The play on the ice also says the Rangers can succeed without Nash. Take the game-winning goal versus the Blue Jackets on Sunday. Sniper Marian Gaborik, New York's leading scorer with 27 goals and 50 points, collected the loose puck at the top of the left circle, but instead of shooting it, he sent a quick pass down to Michael Del Zotto. The defenseman then sent the disc across the slot to a wide-open Derek Stepan, who tapped it in from the left side.
"You look at us throughout the whole season, we're a character group, a lot of resilience and we showed it again tonight," Del Zotto said afterward.
The tic-tac-toe play showed just how much chemistry the Rangers have this season. Making a move for a player the caliber of Nash would certainly cost New York a player or two off its current roster in addition to prospects and draft picks.

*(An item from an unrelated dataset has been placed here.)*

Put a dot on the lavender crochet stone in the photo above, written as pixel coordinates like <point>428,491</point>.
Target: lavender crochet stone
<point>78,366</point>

With New York leading its conference, the pressure is on the big-market club to make a run at a Stanley Cup championship. But what isn't broke doesn't need to be fixed, and while the Rangers will certainly see themselves attached to each name who is made available before the trade deadline on Feb. 27, disrupting the current roster could bring more harm than good. Head coach John Tortorella is aware of this prospect.
"I know all the owners and general managers are always looking to try to improve their team, but there's certain situations and things are discussed as far as chemistry, I'll give you that," Tortorella told reporters following practice on Saturday.
"I like the club. I like this hockey club."
And what is not to like? It's not like the Rangers are short on talent. They have perennial Vezina Trophy candidate Lundqvist in net and have nabbed a pair of the biggest names to hit the free agency market over the past few years in Gaborik and Brad Richards.
Lundqvist is probably the biggest reason the Rangers don't need to break the bank before the trade deadline. He leads the league with a .940 save percentage and seven shutouts while ranking second with a 1.56 goals against average. Not only that, but he instills a confidence on the ice that allows his teammates to take chances on the offensive end knowing, that he will be there to bail them out.
While Lundqvist knows that Nash is a talent, he and the rest of the Rangers are trying not to pay attention to what they can't control.
"He's a good player, no question," Lundqvist said of Nash. "I've faced him a lot over the years on national teams and here in the NHL. Skilled guy, strong with the puck, great shooter. We're used to it now over the years to have a lot of speculations this time of the year and I don't really pay attention to it much."
One Ranger, though, who probably can't wait until next week's trade deadline to pass is Brandon Dubinsky, who has seen his name pop up in a number of rumors, including the Nash rumblings.
The 25-year-old logged a career-high 24 goals a season ago, but has just six through 54 games this season.
"If (a trade) happens, listen, that is part of the game and it would stink because, obviously, I love it here, but I'm not really putting too much thought into it. I'm just trying to put my game in order, so I can help this team," Dubinsky said on Saturday.
The Rangers are just about guaranteed to make a move at some point before the deadline, but would be better served going after a veteran or low-cost rental player. In fact, an approach similar to division-rival Philadelphia is ideal. The Flyers added two skaters to their blue line last week in Pavel Kubina and Nicklas Grossman in separate trades that cost them a total of four draft picks and a fringe minor-leaguer.
Caution is the approach the Rangers should take in regards to making a deal and in the end it could have the Madison Square Garden faithful unleashing more positive chants come playoff time.